La reconstruction de la Rdc dont l’état de la grande partie d’infrastructures laisse à désirer préoccupe au plus haut point l’Union européenne. Et Louis-Michel toujours optimiste quant à l’aide des bailleurs de fonds

Alors que la mise en place des institutions issues des élections démocratiques se poursuit de plus belle, avec le mardi 9 janvier l’installation officielle du bureau définitif de l’Assemblée nationale, l’opinion tant nationale qu’internationale s’interroge encore sur la troisième phase du processus, la reconstruction économique du pays.
Les déclarations de bonnes intentions faites par les bailleurs de fonds et les institutions financières internationales ont pourtant été bien accueillies par un grand nombre d’observateurs qui croient qu’après les élections, l’heure est à présent à la reconstruction économique du Congo.
Au cours d’un échange avec les diplomates africains à Bruxelles le week-end dernier, Louis Michel, le commissaire européen chargé de développement et des Affaires humanitaires, a une fois de plus reconnu la nécessité pour la communauté internationale en l’occurrence les bailleurs de fonds, de s’investir à présent sur la reconstruction économique de la République démocratique du Congo, pays dont les infrastructures ont été complètement détruites après plus de cinq années d’une guerre de type moyenâgeux.
“Je suis, convaincu qu’aujourd’hui toute la communauté internationale, après avoir soutenu le processus électoral en RDC, va à présent soutenir les Congolais à reconstruire leur pays. Croyez-moi les bailleurs des fonds tiendront leurs promesses “, a déclaré le commissaire européen Louis Michel.
Un plan Marshall
Il a poursuivi en affirmant que l’Union européenne et les autres bailleurs de fonds de la RDC se réuniront dans les prochains jours à Bruxelles pour étudier les secteurs prioritaires de développement en RDC avant d’intervenir financièrement.

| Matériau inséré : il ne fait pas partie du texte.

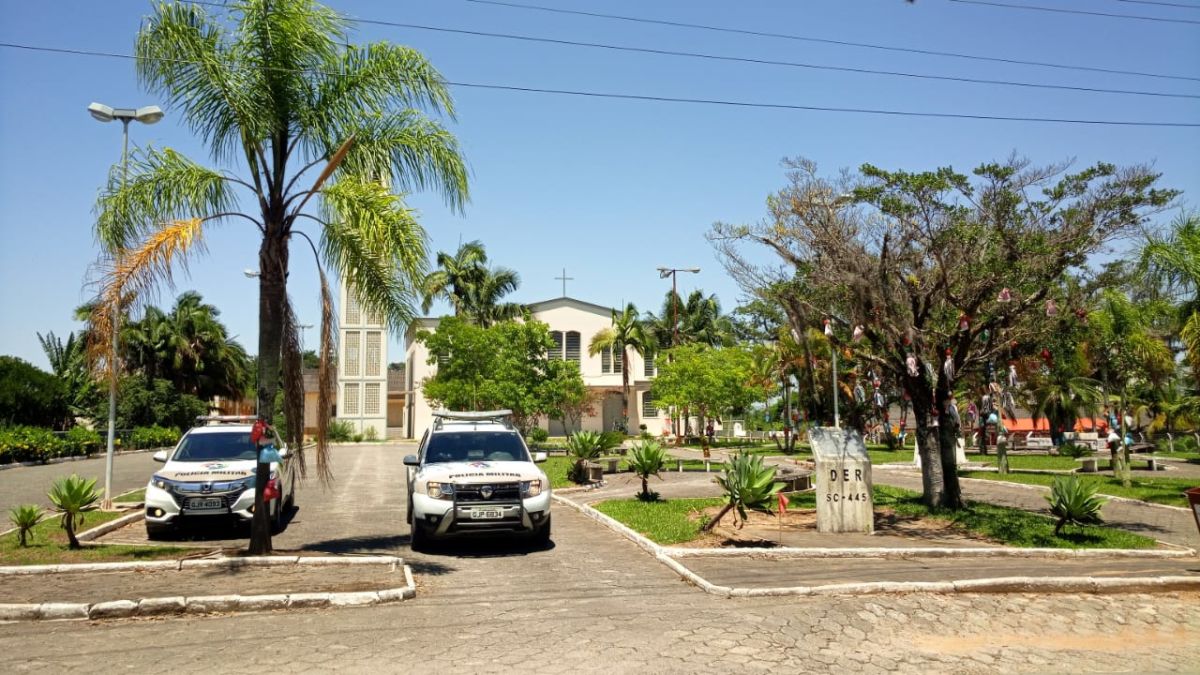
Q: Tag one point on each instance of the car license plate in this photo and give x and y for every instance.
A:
(205, 505)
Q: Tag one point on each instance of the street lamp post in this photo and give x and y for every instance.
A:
(665, 272)
(145, 114)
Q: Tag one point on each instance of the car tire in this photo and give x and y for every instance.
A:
(541, 537)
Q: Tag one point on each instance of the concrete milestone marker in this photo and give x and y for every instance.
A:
(844, 481)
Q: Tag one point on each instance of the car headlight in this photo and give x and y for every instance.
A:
(531, 488)
(439, 490)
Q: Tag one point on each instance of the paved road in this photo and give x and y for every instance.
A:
(29, 484)
(595, 603)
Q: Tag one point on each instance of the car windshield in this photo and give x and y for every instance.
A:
(216, 446)
(475, 446)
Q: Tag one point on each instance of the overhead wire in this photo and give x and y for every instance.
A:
(826, 41)
(673, 99)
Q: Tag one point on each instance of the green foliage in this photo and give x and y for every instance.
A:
(154, 436)
(1074, 502)
(24, 518)
(72, 495)
(748, 484)
(30, 395)
(647, 459)
(503, 366)
(340, 431)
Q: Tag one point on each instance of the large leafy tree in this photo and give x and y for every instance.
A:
(628, 332)
(310, 119)
(935, 273)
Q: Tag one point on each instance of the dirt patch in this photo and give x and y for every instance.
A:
(771, 530)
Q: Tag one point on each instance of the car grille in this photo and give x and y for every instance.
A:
(501, 493)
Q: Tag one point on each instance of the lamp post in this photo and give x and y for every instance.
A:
(665, 272)
(145, 114)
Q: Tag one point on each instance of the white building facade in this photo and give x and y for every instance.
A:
(571, 326)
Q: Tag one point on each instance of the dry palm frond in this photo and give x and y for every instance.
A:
(325, 381)
(293, 384)
(136, 275)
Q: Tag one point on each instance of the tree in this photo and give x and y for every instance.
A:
(276, 85)
(935, 273)
(628, 332)
(503, 366)
(30, 395)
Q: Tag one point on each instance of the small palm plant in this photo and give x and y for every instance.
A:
(748, 485)
(648, 459)
(582, 447)
(24, 518)
(1074, 502)
(73, 495)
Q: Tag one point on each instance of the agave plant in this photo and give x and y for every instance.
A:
(648, 459)
(73, 495)
(24, 518)
(1074, 502)
(748, 485)
(582, 447)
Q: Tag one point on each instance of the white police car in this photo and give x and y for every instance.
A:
(473, 475)
(210, 473)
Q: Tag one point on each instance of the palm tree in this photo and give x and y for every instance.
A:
(275, 87)
(628, 332)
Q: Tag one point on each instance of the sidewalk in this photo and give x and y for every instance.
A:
(1170, 525)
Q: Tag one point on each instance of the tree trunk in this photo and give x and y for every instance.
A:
(273, 264)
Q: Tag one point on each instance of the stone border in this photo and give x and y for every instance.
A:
(205, 604)
(666, 555)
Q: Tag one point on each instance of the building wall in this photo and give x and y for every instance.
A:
(361, 366)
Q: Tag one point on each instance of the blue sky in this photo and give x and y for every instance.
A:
(607, 189)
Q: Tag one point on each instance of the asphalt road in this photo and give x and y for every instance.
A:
(592, 602)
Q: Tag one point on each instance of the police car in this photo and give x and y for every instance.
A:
(474, 475)
(210, 475)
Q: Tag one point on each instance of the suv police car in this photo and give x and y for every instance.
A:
(474, 475)
(210, 473)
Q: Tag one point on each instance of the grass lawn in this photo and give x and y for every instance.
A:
(672, 521)
(135, 496)
(48, 545)
(1155, 490)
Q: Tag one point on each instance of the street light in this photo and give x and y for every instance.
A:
(145, 114)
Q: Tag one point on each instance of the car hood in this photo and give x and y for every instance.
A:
(207, 471)
(468, 472)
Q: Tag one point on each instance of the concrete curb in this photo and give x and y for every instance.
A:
(997, 585)
(208, 604)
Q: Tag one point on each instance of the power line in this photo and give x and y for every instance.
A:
(828, 41)
(1062, 11)
(664, 99)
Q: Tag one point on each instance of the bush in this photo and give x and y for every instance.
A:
(1074, 502)
(340, 431)
(153, 437)
(29, 443)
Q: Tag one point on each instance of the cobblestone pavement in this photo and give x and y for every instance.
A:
(593, 602)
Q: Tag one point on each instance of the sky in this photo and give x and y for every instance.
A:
(607, 189)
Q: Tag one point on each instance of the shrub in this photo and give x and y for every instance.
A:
(340, 431)
(1074, 502)
(153, 437)
(29, 443)
(24, 518)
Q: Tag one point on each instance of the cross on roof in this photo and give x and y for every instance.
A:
(564, 279)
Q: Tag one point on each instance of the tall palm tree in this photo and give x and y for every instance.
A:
(628, 332)
(275, 87)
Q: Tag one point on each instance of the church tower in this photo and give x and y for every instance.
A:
(361, 366)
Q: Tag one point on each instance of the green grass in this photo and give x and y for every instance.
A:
(1155, 490)
(135, 496)
(673, 521)
(48, 545)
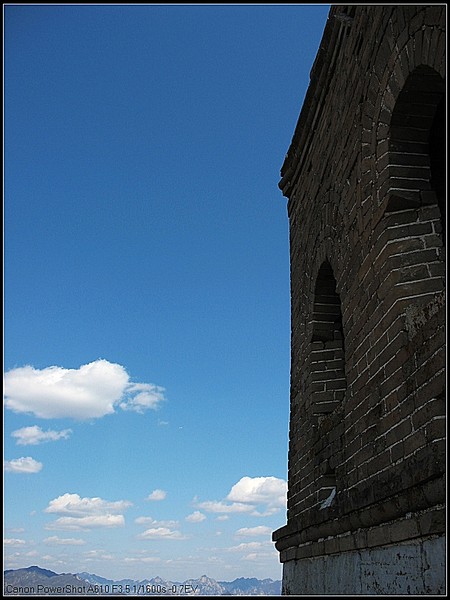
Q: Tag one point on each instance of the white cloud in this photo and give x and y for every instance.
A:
(13, 542)
(28, 436)
(92, 391)
(72, 504)
(25, 464)
(247, 494)
(269, 491)
(196, 517)
(161, 533)
(155, 523)
(86, 513)
(245, 547)
(83, 523)
(54, 540)
(222, 507)
(254, 531)
(157, 495)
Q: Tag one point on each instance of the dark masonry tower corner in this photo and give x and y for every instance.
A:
(365, 179)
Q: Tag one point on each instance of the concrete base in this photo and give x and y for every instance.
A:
(415, 567)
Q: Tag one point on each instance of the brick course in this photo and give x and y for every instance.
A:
(367, 285)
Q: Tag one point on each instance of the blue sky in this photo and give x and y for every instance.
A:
(146, 277)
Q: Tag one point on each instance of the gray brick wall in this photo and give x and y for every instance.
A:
(364, 182)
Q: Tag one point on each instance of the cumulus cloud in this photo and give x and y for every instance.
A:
(247, 494)
(157, 495)
(72, 504)
(92, 391)
(222, 507)
(196, 517)
(54, 540)
(25, 464)
(269, 491)
(83, 523)
(254, 531)
(155, 523)
(13, 542)
(161, 533)
(85, 513)
(245, 547)
(30, 436)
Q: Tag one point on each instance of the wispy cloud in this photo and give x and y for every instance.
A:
(54, 540)
(222, 507)
(24, 464)
(72, 504)
(85, 513)
(30, 436)
(161, 533)
(269, 491)
(196, 517)
(157, 495)
(14, 542)
(249, 493)
(254, 531)
(85, 523)
(92, 391)
(155, 523)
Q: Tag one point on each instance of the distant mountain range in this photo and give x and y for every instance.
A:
(42, 582)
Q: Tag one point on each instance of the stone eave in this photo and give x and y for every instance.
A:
(320, 77)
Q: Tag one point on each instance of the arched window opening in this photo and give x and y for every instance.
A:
(327, 366)
(417, 144)
(438, 159)
(327, 381)
(327, 317)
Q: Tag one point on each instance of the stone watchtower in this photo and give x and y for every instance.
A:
(365, 178)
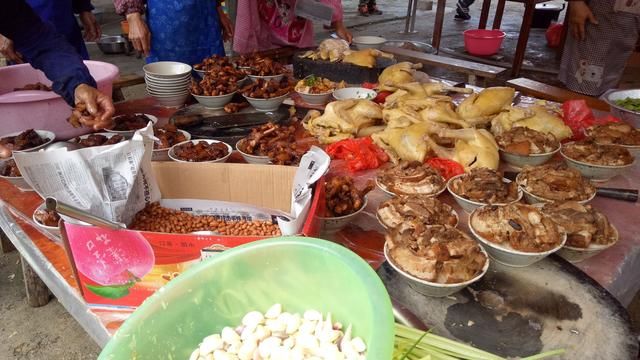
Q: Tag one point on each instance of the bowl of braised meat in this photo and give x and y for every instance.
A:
(127, 124)
(595, 161)
(482, 186)
(589, 231)
(521, 146)
(47, 219)
(435, 260)
(26, 141)
(203, 150)
(9, 171)
(168, 135)
(98, 139)
(343, 202)
(616, 133)
(554, 182)
(426, 210)
(516, 234)
(410, 178)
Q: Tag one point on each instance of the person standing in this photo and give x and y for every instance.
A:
(186, 31)
(61, 15)
(603, 35)
(368, 7)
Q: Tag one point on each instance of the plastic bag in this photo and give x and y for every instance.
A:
(554, 35)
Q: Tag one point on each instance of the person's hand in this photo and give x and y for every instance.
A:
(7, 50)
(579, 13)
(98, 105)
(139, 33)
(92, 31)
(342, 31)
(226, 24)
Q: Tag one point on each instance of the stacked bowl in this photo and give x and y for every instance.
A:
(168, 82)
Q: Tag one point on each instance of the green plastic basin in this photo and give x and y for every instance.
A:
(299, 273)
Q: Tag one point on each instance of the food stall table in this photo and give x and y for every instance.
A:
(613, 269)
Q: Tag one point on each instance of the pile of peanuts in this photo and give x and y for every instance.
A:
(160, 219)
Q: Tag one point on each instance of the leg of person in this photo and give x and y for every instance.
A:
(595, 65)
(462, 10)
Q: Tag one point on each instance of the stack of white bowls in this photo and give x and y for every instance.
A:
(168, 82)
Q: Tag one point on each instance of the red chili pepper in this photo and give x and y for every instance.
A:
(360, 154)
(447, 168)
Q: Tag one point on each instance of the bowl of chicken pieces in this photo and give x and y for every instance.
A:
(168, 135)
(516, 234)
(343, 203)
(616, 133)
(554, 182)
(482, 186)
(595, 161)
(521, 146)
(589, 231)
(435, 260)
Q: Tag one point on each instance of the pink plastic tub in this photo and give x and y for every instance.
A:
(483, 42)
(21, 110)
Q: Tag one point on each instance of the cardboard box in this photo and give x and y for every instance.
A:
(122, 268)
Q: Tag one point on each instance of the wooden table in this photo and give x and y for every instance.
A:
(523, 37)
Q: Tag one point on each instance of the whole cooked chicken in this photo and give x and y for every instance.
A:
(436, 253)
(517, 226)
(342, 119)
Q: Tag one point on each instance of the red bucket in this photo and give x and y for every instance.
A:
(482, 42)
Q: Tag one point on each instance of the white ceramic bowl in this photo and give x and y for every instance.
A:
(252, 159)
(596, 172)
(214, 102)
(510, 257)
(17, 181)
(266, 78)
(521, 161)
(53, 230)
(173, 157)
(354, 93)
(315, 99)
(265, 105)
(335, 224)
(531, 198)
(42, 133)
(129, 133)
(574, 254)
(470, 205)
(432, 289)
(163, 154)
(368, 42)
(167, 69)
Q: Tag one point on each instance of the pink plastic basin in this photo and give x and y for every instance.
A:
(43, 110)
(482, 42)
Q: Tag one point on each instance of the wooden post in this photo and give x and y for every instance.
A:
(37, 292)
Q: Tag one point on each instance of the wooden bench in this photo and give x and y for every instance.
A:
(548, 92)
(473, 70)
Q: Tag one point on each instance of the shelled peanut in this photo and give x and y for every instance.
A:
(160, 219)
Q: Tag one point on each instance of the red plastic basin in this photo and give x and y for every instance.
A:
(482, 42)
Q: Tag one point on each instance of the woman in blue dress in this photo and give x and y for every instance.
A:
(176, 30)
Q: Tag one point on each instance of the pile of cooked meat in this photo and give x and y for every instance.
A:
(25, 140)
(583, 224)
(517, 226)
(524, 141)
(420, 208)
(411, 178)
(617, 133)
(437, 253)
(590, 152)
(342, 197)
(485, 186)
(555, 182)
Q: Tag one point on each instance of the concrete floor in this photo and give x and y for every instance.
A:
(50, 332)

L’on croit savoir que les secteurs des transports, des infrastructures, de l’énergie, de la santé, de l’éducation, de la relance agricole et la protection de l’Environnement constituent, à coup sûr, les domaines qui devront bénéficier en premier lieu de l’aide au développement accordée à la République démocratique du Congo.
Réunis à Bruxelles le lundi 13 février 2006, les représentants des Nations unies et de la Commission européenne ont présenté un ambitieux plan d’action pour la République démocratique du Congo qui nécessitait un financement massif de la communauté internationale. Son coût est estimé à 681 millions de dollars américains soit l’équivalent de 571 millions d’euros.
Des promesses
Le plan d’action de la conférence ministériel de Bruxelles vise à répondre aux besoins les plus urgents d’une population affectée par une guerre civile qui a fait près de 4 millions de victimes directs et indirects. Mais, les donateurs hésitent encore de mettre la main dans la poche devant le danger qui pèse sur l’organisation des élections, avec en filigrane, les incursions des hommes de Nkunda Batware à l’Est du pays et la série de manifestation organisées par l’opposition dont l’UDPS en tête.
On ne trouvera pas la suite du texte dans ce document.